I. Wie haf­ten die GmbH-Ge­sell­schaf­ter?

1. Wie ist die Haf­tung im Ent­ste­hungs­pro­zess ge­re­gelt?

Be­reits vor der Ein­tra­gung kön­nen An­sprü­che ge­gen die Grün­der ent­ste­hen. Gründe kön­nen eine vor­zei­tige Ge­schäfts­auf­nahme oder Pf­licht­ver­let­zun­gen der Grün­der sein:

In der Vor­grün­dungs­ge­sell­schaft haf­ten die Ge­sell­schaf­ter un­be­schränkt und ge­samt­schuld­ne­risch. Für Ge­schäfts­maß­nah­men der Ge­sell­schaft vor Ein­tra­gung haf­tet diese selbst. Da­ne­ben tritt die Han­deln­den­haf­tung (§ 11 Abs. 2 Gm­bHG).

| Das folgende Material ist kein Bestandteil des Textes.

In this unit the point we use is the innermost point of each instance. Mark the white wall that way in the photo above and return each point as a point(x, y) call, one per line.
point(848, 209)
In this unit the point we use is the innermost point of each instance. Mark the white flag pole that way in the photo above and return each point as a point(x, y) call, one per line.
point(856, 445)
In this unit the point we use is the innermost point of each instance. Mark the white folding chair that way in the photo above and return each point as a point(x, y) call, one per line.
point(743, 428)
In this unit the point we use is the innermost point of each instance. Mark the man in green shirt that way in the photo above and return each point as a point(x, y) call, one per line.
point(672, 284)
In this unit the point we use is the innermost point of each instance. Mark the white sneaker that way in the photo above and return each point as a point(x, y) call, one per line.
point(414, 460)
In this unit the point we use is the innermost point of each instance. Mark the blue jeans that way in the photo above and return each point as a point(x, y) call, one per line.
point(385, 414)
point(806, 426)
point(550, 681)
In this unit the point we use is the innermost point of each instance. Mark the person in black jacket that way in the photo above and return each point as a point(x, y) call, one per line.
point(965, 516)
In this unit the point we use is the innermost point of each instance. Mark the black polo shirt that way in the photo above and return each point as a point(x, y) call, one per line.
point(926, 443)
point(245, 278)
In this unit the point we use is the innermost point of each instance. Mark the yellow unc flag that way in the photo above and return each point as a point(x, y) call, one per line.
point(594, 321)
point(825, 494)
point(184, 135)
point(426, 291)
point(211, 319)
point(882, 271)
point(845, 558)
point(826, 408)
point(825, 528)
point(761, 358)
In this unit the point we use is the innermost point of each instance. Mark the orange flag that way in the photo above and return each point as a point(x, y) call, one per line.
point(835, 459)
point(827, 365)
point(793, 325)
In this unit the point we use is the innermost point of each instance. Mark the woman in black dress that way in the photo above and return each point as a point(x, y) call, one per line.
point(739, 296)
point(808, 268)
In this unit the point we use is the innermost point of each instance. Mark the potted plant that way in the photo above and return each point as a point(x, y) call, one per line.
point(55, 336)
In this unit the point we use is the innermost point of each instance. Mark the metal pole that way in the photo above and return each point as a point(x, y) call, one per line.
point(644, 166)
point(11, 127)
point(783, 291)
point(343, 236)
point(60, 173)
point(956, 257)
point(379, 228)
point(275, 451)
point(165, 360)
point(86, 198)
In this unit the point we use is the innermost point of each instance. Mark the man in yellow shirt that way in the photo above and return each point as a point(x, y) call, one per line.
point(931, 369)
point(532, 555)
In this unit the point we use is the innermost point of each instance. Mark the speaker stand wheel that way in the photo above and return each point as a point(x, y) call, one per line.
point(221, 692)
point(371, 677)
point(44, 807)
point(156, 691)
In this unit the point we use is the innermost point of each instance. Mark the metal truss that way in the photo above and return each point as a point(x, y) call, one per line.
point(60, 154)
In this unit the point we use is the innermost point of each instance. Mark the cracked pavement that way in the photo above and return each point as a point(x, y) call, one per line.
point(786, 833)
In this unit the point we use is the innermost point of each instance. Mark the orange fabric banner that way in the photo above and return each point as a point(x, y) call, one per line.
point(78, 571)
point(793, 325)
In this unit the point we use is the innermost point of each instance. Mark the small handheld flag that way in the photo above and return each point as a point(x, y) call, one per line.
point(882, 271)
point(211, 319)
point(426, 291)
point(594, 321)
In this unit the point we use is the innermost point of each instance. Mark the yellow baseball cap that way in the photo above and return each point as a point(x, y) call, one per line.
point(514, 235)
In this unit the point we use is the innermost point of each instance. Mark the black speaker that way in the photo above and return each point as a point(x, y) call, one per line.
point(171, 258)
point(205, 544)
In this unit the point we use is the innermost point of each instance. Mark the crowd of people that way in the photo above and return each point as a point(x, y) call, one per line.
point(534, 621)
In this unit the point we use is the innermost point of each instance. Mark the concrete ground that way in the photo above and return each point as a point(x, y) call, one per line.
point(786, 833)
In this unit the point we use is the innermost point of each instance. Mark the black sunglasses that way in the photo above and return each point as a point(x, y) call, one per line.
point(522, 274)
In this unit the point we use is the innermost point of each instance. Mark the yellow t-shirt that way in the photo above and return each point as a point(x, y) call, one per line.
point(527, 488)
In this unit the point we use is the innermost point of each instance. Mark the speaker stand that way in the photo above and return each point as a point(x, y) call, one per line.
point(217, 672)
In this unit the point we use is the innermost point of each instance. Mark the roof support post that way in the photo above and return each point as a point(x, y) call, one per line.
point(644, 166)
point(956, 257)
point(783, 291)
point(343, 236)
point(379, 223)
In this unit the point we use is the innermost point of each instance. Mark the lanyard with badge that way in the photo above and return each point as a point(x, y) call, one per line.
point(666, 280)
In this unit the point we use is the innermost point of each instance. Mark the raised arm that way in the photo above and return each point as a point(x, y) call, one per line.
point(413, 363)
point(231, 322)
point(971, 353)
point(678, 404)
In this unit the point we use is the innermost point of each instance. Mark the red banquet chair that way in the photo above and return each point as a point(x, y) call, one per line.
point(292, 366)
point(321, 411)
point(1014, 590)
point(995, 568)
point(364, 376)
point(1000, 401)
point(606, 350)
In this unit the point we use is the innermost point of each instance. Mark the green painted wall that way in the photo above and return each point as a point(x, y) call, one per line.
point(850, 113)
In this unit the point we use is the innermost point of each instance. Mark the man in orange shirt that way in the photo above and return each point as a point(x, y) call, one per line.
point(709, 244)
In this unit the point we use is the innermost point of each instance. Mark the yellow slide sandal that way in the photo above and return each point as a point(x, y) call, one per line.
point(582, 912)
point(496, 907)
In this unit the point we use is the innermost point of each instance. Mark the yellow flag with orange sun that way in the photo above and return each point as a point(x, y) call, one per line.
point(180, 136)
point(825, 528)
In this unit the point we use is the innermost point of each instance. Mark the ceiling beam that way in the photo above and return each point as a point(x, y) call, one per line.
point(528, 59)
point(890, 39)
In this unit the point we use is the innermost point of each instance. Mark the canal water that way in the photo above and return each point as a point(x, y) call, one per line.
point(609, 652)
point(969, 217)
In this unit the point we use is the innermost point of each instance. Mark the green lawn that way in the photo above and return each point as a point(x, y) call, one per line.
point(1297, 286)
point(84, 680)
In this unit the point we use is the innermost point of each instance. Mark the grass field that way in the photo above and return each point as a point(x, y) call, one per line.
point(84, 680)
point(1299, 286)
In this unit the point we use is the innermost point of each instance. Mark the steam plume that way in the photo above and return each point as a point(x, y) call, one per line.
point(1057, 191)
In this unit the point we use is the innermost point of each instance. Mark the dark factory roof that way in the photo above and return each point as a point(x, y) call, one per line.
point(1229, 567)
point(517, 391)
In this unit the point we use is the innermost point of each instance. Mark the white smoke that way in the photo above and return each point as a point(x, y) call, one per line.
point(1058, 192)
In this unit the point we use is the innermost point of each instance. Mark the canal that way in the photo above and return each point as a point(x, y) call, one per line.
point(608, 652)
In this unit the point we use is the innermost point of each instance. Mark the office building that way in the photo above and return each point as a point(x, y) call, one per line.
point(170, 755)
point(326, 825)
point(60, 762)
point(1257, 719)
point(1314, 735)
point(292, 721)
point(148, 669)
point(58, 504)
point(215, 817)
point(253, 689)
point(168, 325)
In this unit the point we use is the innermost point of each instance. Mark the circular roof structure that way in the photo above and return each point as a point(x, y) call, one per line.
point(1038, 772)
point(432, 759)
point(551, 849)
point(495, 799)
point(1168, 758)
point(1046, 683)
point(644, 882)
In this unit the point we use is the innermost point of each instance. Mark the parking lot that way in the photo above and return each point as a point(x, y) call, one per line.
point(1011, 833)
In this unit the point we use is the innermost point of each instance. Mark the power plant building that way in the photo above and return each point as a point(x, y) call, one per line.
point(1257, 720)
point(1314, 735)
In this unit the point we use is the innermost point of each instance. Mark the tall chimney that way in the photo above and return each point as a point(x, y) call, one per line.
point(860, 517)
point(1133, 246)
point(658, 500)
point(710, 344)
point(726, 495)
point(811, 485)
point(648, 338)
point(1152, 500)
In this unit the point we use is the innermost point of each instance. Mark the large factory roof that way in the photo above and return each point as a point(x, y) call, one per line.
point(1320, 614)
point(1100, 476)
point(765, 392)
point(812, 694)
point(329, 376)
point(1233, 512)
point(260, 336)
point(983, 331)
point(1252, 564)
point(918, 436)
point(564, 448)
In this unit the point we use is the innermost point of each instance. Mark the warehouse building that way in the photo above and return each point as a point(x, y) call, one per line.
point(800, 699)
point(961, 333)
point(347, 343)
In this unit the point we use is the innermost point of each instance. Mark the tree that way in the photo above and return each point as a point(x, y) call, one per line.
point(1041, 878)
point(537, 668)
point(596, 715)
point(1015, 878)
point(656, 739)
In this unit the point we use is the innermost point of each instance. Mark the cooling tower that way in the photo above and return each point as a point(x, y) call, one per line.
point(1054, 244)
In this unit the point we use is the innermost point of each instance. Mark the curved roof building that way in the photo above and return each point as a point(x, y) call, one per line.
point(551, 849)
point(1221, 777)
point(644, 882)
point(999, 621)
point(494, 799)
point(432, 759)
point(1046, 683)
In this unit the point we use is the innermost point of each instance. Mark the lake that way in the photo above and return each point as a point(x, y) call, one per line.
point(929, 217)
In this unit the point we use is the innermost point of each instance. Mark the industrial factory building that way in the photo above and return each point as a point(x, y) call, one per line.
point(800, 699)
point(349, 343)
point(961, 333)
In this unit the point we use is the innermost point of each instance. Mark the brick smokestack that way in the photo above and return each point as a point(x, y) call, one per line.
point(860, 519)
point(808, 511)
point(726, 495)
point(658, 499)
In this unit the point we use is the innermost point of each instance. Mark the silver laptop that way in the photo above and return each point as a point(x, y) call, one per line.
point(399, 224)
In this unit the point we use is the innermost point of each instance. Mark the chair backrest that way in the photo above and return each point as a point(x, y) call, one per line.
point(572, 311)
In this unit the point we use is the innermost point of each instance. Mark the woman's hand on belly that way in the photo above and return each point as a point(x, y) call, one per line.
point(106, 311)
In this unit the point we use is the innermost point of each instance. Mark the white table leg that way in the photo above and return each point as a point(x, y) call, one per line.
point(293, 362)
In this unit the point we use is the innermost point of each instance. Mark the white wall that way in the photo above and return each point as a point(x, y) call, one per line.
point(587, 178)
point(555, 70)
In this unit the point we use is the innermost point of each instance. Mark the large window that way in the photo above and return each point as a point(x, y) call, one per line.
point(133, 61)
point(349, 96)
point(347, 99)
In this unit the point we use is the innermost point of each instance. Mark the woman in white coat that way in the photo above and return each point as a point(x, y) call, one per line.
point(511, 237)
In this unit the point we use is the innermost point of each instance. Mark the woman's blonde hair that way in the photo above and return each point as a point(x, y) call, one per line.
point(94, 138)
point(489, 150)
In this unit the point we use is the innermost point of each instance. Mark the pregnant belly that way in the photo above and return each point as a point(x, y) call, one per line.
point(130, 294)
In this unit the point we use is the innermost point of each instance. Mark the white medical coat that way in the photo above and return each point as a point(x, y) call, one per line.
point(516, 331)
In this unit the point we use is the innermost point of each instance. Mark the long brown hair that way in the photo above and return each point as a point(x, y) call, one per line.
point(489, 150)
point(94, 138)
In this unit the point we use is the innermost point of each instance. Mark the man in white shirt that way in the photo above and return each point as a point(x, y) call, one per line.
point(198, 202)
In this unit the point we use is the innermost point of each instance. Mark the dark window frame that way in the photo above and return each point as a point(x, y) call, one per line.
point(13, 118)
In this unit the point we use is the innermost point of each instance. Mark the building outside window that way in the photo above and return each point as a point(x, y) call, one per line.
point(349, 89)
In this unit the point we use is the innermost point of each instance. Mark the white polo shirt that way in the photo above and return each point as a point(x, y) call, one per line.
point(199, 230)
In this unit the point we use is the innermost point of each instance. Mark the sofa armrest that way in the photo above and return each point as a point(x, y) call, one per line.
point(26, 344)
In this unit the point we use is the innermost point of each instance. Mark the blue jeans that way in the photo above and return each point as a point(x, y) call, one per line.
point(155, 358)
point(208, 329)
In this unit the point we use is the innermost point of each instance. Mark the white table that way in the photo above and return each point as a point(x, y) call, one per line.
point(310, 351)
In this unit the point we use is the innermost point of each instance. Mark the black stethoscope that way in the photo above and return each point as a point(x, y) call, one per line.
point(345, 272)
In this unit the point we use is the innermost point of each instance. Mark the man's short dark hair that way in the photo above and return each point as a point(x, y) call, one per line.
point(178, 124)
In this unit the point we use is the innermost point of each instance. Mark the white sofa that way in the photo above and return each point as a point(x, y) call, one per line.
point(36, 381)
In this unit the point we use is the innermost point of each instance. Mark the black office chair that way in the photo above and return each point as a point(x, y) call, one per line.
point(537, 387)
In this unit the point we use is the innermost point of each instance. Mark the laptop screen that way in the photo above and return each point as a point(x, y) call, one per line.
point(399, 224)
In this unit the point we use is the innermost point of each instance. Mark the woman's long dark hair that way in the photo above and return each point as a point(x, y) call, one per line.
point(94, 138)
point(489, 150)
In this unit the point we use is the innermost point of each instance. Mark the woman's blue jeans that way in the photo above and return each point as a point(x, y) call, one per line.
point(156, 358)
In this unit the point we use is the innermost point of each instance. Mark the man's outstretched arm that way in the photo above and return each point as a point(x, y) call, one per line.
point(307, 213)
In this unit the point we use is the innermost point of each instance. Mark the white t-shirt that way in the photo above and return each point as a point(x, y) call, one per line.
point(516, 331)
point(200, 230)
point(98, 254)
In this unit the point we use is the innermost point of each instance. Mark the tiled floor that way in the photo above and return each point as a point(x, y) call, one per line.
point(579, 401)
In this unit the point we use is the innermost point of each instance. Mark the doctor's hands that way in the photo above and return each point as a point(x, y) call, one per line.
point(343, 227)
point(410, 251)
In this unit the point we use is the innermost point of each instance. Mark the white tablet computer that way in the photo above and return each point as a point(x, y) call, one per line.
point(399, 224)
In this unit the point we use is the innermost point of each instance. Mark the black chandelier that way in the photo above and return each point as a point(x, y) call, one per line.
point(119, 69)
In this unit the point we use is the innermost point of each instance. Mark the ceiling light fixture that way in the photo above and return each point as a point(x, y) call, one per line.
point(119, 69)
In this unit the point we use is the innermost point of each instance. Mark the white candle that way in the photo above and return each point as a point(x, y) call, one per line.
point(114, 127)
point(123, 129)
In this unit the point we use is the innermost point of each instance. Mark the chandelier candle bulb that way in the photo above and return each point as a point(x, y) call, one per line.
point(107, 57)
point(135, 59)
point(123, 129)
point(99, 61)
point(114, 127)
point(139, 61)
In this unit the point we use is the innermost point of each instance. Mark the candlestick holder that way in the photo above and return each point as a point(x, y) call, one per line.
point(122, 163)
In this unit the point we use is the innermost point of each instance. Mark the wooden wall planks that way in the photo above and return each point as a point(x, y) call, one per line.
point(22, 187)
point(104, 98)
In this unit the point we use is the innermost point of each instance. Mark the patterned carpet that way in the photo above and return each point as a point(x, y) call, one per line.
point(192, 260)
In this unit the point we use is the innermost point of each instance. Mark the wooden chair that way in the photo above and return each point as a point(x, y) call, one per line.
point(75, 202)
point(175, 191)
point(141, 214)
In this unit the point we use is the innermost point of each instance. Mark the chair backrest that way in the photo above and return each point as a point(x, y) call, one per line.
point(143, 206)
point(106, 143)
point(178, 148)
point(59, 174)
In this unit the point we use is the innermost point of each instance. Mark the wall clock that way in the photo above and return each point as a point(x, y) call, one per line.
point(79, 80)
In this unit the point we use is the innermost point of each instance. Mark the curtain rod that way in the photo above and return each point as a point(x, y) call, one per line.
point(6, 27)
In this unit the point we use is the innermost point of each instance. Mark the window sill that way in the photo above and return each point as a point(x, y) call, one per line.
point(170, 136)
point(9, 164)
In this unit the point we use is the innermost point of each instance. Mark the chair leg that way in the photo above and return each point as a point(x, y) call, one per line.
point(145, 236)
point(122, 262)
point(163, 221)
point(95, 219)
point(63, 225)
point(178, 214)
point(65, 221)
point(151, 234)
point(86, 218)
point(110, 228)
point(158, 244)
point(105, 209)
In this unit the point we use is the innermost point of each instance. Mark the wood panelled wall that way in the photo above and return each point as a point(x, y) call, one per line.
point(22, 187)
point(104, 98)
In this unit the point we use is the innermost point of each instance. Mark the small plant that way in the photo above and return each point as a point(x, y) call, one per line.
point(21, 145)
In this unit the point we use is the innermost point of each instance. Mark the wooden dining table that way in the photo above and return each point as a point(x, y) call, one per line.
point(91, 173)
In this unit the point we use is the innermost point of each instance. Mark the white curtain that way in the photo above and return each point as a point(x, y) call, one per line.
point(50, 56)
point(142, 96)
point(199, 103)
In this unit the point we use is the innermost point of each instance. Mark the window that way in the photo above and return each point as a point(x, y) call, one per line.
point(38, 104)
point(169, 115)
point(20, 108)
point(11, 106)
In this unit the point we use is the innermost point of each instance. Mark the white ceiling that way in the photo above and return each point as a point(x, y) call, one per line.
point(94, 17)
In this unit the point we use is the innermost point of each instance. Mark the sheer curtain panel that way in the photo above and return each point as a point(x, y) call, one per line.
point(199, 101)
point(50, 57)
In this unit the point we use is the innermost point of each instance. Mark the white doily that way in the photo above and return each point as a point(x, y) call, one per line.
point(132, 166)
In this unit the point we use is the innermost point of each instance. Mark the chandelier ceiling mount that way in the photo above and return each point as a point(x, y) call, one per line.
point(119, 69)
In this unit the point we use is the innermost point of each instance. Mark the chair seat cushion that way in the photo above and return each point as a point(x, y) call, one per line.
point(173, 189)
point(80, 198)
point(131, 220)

Die Ge­sell­schaf­ter haf­ten un­be­schränkt ge­gen­über der Ge­sell­schaft (Ver­lust­de­ckungs­haf­tung), so­weit diese nicht ein­ge­tra­gen ist. Nach Ein­tra­gung wan­delt sich diese Haf­tung in die sog. Un­ter­bi­lanz­haf­tung. Da­ne­ben trifft die Grün­der die Dif­fe­renz­haf­tung (§ 9 Abs. 1 Gm­bHG). Ein Di­rekt­zu­griff der Gläu­bi­ger kommt nur in Aus­nah­me­fäl­len in Be­tracht. Schließ­lich haf­ten die Ge­sell­schaf­ter für falsche An­ga­ben bei der Ein­tra­gung (Grün­dungs­haf­tung, § 9a Abs. 1 Gm­bHG).